How can you tell if your friend is happy, sad, frustrated, or engaged in a conversation? Their facial expressions, body language, and the tone of their voice are all nonverbal behaviors that are clues. But reading people’s emotions isn’t a textbook exercise, and people don’t normally wear their emotions on their sleeve. So to gain a better sense, we also ask our friends subtle but probing questions like “how is your day going so far?” or change our behavior, like being goofy, to see if we get a reaction. It takes a few tries to reach their true underlying feelings. Understanding emotions is a process!

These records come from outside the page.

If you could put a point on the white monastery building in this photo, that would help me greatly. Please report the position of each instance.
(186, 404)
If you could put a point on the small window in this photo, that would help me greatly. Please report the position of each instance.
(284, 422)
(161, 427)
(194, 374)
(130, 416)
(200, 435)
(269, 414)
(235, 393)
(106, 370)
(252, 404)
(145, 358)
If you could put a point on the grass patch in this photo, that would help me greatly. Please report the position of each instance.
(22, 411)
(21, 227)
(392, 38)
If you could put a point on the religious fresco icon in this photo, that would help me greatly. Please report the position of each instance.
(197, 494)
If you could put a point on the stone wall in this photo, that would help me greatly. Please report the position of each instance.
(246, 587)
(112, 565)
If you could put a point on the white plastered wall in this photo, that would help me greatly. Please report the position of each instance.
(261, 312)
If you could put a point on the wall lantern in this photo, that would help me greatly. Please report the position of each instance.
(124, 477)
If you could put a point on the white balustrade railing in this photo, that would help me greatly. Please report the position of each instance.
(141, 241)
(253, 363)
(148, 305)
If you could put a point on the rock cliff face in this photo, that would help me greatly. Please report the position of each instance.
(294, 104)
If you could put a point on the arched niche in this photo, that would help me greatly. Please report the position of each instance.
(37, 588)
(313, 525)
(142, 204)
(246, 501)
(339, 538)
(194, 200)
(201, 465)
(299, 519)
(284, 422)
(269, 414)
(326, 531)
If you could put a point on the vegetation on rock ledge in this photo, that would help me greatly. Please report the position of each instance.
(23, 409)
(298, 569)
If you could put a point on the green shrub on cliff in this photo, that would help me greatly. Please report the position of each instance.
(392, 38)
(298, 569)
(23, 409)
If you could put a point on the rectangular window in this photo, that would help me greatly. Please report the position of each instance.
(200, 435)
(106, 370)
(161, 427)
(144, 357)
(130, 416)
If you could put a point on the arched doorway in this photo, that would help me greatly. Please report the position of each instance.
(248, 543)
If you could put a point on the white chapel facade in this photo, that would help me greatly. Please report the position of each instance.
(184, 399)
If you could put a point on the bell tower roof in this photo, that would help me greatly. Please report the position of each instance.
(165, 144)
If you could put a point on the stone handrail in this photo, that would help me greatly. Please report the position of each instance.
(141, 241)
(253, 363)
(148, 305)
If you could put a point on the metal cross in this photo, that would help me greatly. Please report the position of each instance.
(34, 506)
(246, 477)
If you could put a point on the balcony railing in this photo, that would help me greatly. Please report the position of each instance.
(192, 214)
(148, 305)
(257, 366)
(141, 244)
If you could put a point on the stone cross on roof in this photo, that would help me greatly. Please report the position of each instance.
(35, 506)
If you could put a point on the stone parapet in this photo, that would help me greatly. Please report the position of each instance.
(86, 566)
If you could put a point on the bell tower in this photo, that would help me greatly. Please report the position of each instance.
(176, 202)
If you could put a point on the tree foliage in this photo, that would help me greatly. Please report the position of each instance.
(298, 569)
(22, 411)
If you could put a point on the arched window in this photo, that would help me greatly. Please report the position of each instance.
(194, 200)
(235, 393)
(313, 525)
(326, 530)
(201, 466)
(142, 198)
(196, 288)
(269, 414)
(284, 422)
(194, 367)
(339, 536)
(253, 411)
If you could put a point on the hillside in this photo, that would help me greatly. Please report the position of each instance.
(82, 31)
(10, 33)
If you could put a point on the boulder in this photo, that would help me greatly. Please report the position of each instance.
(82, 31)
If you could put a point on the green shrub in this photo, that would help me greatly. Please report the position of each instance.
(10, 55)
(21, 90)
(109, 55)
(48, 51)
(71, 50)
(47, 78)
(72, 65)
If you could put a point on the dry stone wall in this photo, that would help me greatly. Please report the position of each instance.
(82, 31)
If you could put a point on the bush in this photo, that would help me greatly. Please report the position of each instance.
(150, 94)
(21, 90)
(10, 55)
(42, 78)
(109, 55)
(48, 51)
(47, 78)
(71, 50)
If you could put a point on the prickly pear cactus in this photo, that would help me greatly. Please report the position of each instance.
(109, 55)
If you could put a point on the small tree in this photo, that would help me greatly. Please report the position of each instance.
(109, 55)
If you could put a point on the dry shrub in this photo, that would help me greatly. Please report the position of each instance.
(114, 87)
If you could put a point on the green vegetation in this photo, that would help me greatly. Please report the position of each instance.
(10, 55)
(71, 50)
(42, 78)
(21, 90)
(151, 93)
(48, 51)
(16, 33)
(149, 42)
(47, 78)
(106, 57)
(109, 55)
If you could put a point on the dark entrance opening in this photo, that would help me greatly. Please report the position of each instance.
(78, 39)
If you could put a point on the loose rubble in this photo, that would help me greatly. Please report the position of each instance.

As shown in the video above, today’s emotion detection and recognition technologies try to classify a person’s emotions based on just surface observations. But social agents, like Apple’s Siri, Amazon’s Alexa, or personal robots, operate on a social medium of dialog and have the opportunity to engage users in this emotion understanding process.
In our work, we computationally model emotion understanding as a goal-oriented, or intentional, inference process directed by a social agent. The social agent has a goal of wanting to form a correct inference about their partner’s emotions and tries out different behaviors to close gaps in their certainty.
For storytelling applications, we modeled how storytellers are able to guess whether a listener is attentive or inattentive to their story. We modeled their strategy in how they go about making this decision as a partially observable Markov decision process (a POMDP model). In representing emotion recognition as an active process from the perspective of storytellers, the POMDP model is more accurate in knowing a listener’s true attentive state.
Social agents should not be passive observers when trying to understand the emotions of their human partners. They can engage with them interactively, and through this back-n-forth gain a more accurate understanding about how a person is feeling.